The man she saw was yet far off, plodding across the valley toward her hillside; and as he had taken that walk nearly every evening for a dozen years, it should have ceased to surprise her. Yet as shadows thickened among rock and naked trees, it was always a satisfaction to turn and look back from that particular point and exclaim, “Yonder comes Lanson Bundle!”
Wilda’s log-house had a clearing and some acres of trees around it, standing like a German principality or an oasis in the midst of Alanson Bundle’s great farm. The Bundles had vainly tried in times past to buy out the Coons. But Alanson had other views. He had courted Wilda twelve years, and he calculated in time to wear her out. She could not go on forever raising patches of truck in the summer, and quilting and sewing in the winter.
Alanson was not uncomfortable while he waited. His aunt kept house for him at his homestead, where he had several barns, a milk-house, a smoke-house and all modern conveniences around him.

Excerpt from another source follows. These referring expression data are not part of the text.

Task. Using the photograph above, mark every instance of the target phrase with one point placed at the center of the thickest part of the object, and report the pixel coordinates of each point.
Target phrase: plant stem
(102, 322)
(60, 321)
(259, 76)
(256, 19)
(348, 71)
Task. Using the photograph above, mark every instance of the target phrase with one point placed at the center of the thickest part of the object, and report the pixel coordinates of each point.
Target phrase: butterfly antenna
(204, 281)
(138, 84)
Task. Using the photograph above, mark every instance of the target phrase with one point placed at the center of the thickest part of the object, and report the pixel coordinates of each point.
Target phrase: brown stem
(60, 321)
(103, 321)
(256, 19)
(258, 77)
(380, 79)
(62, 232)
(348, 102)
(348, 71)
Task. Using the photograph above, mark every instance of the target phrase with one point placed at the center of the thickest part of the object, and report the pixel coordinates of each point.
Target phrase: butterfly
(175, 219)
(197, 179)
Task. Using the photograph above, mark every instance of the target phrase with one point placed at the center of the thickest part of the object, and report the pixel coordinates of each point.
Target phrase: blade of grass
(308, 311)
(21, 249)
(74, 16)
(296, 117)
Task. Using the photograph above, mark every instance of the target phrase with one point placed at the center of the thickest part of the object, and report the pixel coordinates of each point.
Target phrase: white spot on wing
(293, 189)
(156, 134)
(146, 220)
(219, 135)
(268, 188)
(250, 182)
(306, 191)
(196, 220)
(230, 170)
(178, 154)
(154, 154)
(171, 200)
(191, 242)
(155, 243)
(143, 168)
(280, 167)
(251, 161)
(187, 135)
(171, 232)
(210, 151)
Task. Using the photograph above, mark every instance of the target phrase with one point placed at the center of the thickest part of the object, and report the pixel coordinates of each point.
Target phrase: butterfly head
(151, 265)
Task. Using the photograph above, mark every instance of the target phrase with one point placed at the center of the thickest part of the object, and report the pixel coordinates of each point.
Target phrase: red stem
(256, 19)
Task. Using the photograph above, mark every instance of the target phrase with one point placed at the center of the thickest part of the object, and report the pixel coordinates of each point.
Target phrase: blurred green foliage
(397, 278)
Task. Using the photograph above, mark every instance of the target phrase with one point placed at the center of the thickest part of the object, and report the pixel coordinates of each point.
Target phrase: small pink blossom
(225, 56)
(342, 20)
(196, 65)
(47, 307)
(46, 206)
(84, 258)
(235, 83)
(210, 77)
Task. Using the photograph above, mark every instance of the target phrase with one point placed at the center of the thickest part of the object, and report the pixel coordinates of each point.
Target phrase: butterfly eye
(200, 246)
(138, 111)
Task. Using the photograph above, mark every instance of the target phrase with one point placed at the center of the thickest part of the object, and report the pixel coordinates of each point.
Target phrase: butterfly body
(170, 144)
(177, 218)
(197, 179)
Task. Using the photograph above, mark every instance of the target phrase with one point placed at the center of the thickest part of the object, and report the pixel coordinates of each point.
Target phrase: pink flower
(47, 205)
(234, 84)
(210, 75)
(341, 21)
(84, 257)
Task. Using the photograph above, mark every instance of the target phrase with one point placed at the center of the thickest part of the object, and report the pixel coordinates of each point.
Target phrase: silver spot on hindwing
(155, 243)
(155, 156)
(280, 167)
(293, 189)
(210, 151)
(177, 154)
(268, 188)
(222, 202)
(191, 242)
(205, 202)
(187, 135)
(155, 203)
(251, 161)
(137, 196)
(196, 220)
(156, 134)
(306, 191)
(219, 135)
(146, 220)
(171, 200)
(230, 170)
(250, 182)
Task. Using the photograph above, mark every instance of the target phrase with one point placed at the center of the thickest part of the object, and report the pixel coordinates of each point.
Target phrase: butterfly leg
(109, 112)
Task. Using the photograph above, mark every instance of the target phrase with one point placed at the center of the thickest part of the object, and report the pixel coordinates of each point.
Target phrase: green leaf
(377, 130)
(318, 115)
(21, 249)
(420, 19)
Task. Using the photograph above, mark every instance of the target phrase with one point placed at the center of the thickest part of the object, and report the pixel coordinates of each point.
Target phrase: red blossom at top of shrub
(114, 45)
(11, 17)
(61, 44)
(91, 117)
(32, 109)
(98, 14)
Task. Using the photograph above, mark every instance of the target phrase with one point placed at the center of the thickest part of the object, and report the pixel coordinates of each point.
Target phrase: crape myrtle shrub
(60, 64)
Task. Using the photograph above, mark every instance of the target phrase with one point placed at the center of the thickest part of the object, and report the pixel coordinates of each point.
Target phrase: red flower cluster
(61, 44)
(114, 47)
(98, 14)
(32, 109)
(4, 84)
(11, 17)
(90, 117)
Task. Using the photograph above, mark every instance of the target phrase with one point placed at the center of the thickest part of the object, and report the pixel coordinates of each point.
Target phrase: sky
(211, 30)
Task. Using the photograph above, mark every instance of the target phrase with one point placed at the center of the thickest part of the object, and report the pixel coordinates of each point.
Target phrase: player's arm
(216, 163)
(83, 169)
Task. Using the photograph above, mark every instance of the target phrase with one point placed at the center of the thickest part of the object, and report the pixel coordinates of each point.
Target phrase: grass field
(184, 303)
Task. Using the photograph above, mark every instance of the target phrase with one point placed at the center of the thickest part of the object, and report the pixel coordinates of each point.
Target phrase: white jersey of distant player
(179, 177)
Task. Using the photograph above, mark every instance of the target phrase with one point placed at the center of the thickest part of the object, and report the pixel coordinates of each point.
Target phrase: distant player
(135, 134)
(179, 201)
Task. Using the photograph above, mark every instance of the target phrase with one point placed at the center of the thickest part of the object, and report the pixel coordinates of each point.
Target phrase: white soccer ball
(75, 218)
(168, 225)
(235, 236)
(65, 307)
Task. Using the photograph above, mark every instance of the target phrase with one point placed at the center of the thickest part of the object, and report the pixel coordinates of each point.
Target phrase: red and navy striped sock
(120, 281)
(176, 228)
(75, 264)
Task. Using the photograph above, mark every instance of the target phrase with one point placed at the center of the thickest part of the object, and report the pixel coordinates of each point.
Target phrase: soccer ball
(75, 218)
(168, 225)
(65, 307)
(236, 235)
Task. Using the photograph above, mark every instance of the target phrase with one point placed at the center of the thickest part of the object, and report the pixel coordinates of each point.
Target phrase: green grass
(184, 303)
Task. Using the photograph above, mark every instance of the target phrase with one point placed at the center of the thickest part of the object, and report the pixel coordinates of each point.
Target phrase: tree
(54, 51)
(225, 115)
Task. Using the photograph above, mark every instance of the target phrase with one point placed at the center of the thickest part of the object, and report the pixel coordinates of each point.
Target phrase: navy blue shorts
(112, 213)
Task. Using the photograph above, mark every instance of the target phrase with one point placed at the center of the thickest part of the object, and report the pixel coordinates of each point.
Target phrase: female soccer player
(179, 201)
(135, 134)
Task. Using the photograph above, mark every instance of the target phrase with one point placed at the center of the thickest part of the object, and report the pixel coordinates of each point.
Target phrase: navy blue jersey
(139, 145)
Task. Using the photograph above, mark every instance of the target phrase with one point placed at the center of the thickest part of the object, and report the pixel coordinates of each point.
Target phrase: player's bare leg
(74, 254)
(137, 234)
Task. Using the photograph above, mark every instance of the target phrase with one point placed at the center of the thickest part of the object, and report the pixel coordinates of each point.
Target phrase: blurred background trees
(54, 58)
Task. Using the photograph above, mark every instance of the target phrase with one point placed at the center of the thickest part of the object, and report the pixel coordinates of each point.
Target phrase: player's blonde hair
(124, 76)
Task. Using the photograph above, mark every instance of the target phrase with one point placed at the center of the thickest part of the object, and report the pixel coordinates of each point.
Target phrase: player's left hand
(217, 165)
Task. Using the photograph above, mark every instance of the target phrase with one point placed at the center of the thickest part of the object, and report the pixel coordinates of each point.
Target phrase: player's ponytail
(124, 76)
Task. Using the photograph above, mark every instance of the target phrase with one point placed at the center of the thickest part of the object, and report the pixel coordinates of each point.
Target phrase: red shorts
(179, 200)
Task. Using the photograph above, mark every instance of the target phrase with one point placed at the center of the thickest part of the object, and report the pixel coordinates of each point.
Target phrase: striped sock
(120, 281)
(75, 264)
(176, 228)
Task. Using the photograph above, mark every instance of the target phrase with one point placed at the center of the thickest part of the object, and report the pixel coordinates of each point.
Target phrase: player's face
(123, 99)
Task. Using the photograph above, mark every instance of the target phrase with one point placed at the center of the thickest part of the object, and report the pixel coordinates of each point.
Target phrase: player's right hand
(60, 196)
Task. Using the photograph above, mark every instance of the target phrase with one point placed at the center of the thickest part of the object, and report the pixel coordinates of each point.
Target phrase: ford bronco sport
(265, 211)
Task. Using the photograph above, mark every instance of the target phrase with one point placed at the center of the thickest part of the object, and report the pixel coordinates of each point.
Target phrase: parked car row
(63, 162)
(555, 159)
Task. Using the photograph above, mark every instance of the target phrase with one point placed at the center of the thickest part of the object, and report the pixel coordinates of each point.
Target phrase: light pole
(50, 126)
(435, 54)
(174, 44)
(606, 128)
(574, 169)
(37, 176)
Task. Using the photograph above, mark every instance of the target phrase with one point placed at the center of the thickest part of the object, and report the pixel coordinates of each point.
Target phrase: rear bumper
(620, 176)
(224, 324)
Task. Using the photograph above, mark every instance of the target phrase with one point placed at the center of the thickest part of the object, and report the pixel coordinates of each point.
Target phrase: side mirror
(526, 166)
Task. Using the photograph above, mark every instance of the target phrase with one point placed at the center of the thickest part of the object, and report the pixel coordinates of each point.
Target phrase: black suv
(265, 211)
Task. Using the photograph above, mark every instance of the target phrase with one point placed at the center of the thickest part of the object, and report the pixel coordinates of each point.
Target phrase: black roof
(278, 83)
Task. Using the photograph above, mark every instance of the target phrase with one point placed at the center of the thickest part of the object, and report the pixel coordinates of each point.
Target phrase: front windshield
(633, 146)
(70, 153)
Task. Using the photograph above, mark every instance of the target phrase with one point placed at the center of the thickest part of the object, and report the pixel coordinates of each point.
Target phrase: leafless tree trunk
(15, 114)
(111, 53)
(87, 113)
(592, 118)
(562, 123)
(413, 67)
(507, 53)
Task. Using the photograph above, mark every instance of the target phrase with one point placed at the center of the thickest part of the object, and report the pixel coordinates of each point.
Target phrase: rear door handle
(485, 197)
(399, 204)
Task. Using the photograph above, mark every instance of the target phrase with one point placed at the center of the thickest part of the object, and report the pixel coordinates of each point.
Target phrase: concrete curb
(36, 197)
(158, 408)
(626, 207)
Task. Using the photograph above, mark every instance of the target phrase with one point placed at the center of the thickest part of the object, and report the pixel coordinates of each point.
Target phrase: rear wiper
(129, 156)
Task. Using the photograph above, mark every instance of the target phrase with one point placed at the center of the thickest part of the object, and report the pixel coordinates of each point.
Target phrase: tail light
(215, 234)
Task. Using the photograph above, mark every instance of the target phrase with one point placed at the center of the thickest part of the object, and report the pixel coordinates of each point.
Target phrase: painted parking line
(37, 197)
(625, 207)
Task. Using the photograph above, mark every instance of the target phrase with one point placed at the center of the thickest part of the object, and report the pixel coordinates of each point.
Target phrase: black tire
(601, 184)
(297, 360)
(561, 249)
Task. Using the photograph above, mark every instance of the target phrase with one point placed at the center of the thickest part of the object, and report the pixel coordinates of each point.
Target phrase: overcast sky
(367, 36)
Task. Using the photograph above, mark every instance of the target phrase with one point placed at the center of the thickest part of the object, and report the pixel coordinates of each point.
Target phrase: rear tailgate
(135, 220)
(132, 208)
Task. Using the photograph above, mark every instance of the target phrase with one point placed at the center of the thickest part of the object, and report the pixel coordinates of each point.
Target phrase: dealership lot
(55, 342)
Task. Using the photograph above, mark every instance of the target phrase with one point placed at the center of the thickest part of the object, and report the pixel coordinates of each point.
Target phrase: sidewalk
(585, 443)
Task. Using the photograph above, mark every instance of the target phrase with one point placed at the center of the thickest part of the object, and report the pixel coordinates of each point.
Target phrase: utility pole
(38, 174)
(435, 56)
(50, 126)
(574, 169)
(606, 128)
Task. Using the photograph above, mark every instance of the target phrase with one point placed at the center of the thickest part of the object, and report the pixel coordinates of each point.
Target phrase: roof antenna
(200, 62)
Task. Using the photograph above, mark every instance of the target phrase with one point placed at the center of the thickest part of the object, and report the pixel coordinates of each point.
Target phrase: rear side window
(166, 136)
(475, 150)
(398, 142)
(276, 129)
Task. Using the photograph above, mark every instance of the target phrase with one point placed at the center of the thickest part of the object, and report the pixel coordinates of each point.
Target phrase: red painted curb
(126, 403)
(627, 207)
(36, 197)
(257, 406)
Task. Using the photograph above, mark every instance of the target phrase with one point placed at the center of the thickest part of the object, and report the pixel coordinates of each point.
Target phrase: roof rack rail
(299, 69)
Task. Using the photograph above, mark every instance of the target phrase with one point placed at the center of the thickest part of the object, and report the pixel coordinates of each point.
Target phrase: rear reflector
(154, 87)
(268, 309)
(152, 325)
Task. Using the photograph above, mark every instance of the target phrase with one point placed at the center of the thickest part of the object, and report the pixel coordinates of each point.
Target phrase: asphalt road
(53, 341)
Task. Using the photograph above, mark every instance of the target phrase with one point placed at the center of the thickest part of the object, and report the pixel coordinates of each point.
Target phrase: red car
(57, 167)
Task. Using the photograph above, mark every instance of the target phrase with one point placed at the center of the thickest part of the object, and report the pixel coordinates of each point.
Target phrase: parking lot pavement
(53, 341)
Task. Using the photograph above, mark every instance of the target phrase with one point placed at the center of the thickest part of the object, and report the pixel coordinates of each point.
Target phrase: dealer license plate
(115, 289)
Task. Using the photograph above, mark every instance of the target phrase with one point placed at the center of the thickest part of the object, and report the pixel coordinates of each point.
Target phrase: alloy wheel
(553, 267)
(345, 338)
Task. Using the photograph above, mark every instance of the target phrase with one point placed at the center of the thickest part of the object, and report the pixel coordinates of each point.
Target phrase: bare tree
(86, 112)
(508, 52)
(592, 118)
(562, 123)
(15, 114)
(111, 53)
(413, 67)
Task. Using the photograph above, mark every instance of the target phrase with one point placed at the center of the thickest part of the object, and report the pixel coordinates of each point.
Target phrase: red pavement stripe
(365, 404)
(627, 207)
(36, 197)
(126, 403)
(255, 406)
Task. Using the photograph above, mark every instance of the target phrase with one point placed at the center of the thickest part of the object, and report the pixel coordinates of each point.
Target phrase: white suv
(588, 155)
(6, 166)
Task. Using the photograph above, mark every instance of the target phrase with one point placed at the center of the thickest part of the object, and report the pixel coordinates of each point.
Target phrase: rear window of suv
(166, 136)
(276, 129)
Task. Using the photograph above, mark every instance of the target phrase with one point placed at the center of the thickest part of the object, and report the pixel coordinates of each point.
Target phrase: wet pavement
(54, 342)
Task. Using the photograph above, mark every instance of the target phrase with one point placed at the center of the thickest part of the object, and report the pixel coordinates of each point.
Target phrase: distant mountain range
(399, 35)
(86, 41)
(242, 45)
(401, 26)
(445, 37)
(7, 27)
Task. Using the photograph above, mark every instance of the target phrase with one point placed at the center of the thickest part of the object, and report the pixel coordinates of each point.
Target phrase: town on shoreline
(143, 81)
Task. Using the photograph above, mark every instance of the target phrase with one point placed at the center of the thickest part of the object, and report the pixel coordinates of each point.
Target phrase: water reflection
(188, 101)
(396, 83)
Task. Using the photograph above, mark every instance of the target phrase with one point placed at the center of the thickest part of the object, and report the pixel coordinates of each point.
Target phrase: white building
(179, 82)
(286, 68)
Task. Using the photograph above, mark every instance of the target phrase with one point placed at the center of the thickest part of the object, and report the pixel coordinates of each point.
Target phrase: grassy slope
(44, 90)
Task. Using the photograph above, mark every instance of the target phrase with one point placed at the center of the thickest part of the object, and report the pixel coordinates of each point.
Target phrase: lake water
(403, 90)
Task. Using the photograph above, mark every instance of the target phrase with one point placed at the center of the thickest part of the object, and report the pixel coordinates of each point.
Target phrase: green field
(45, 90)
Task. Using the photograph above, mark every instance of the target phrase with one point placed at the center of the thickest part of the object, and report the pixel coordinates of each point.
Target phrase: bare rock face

He felt his value with everybody but Wilda. The youngest girls showed him no discouragement. There was a sonorous pomp about his singing in meeting which affected every rural nature, while his Adam’s apple, like a sensitive lump of mercury, trembled up and down its inclosure. Some folks thought Alanson Bundle ought to have been a preacher. He would look so nice standing in a pulpit, with his hair sleeked up in a straight roach, saying, “Hence we discover, my brethren.” But Wilda Coon never had made any fuss over him. And for that reason he followed her with abject service.
In that early year of the fifties a great many people about the Rocky Fork had locks on their doors. But a tow latch-string hung out for Wilda Coon, and with it she lifted the wooden latch of her dwelling. At night, for security, she would draw the string inside, and slip a wooden bar into staples across the thick board portal.